Without providing many specifics, the statement also assured that investor assets held by the DeFi Money Market — such as DAI, USDC, USDT, or ETH — would be returned to customers “as soon as possible.”
The DeFi Money Market project was initially designed to allow cryptocurrency traders and investors access to tokenized, real-world assets. The public sale for DMG, the governance token used by the DMM DAO, concluded in Jun. 2020 after raising $6.5 M in ETH in less than 48 hours.
It has been plagued with problems since its inception, with the initial sale riddled with swap errors and scammers capitalizing on the confusion. The DMM team had initially described the platform’s closure as the “result of regulatory inquiries.”
Trenchant cryptocurrency critic and Attack of the 50 Foot Blockchain author David Gerard said in a post the action shows the SEC is iramping up efforts to prosecute DeFi-related projects based in the U.S.

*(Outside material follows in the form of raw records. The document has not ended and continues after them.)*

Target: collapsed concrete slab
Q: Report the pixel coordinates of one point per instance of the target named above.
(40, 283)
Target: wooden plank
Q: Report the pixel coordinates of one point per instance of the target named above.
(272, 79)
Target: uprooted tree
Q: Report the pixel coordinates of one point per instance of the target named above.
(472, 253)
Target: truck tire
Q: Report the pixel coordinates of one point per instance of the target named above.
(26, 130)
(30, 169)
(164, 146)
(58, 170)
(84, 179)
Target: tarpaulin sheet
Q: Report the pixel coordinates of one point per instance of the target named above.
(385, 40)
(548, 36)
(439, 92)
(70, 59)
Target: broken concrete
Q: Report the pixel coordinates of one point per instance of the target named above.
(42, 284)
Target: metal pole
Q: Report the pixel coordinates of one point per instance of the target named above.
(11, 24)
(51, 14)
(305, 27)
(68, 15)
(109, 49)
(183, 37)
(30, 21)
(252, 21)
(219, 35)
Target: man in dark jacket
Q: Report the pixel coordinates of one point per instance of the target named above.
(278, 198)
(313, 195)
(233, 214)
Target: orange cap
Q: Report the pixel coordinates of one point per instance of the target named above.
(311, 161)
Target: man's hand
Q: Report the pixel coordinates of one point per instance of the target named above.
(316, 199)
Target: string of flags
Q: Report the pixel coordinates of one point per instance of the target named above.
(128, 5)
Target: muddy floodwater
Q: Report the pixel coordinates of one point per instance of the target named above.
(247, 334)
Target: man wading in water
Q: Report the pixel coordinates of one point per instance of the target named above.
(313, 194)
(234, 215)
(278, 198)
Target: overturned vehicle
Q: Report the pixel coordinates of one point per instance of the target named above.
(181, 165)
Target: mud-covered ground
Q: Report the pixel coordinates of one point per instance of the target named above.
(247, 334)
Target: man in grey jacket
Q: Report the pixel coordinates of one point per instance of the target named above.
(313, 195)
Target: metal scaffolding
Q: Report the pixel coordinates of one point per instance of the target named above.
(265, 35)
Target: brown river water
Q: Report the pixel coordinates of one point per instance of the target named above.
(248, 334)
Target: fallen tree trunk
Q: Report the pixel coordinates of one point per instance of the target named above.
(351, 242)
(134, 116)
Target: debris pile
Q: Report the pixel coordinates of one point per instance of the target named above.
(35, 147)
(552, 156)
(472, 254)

He argues this is because “DeFi is pretty blatantly a security in the U.S.” and that related tokens fit the criteria of a security as defined by the Howey Test. Gerard points to previous administrative orders by the SEC, in which an ICO was deemed to constitute sales of unregistered securities, as the “template” for future prosecution efforts.
While the action is concerning, DeFi projects that have more fully decentralized governance may be viewed differently and it remains to be seen how regulators and courts will approach such projects.
Several other non-DeFi cryptocurrency projects have been unfortunate enough to have been targeted by the SEC recently.
On Jan. 24, a New York district court ruled in favor of the SEC’s motion for summary judgment against Kik Interactive, which raised approx. $100 million in token sales in 2017.
In Dec. 2020, the SEC made public their lawsuit against Ripple, alleging its founders of raising $1.3 billion in the sales of unregistered securities.
In Feb. 2020, the SEC filed charges against Steven Seagal for his role in promoting a 2018 ICO.
With Gensler on board as the SEC chair, it’s a great news to Bitcoin and a handful other PoW coins that are self-evident to be non security
But not a good news to many other alts, fair launched or not
Just my 2c
— Dovey “Rug The Fiat” Wan (@DoveyWan) February 12, 2021
And in New York, news emerged yesterday that the State Attorney General is suing crypto trading platform Coinseed for defrauding investors with its ICO under the Martin Act.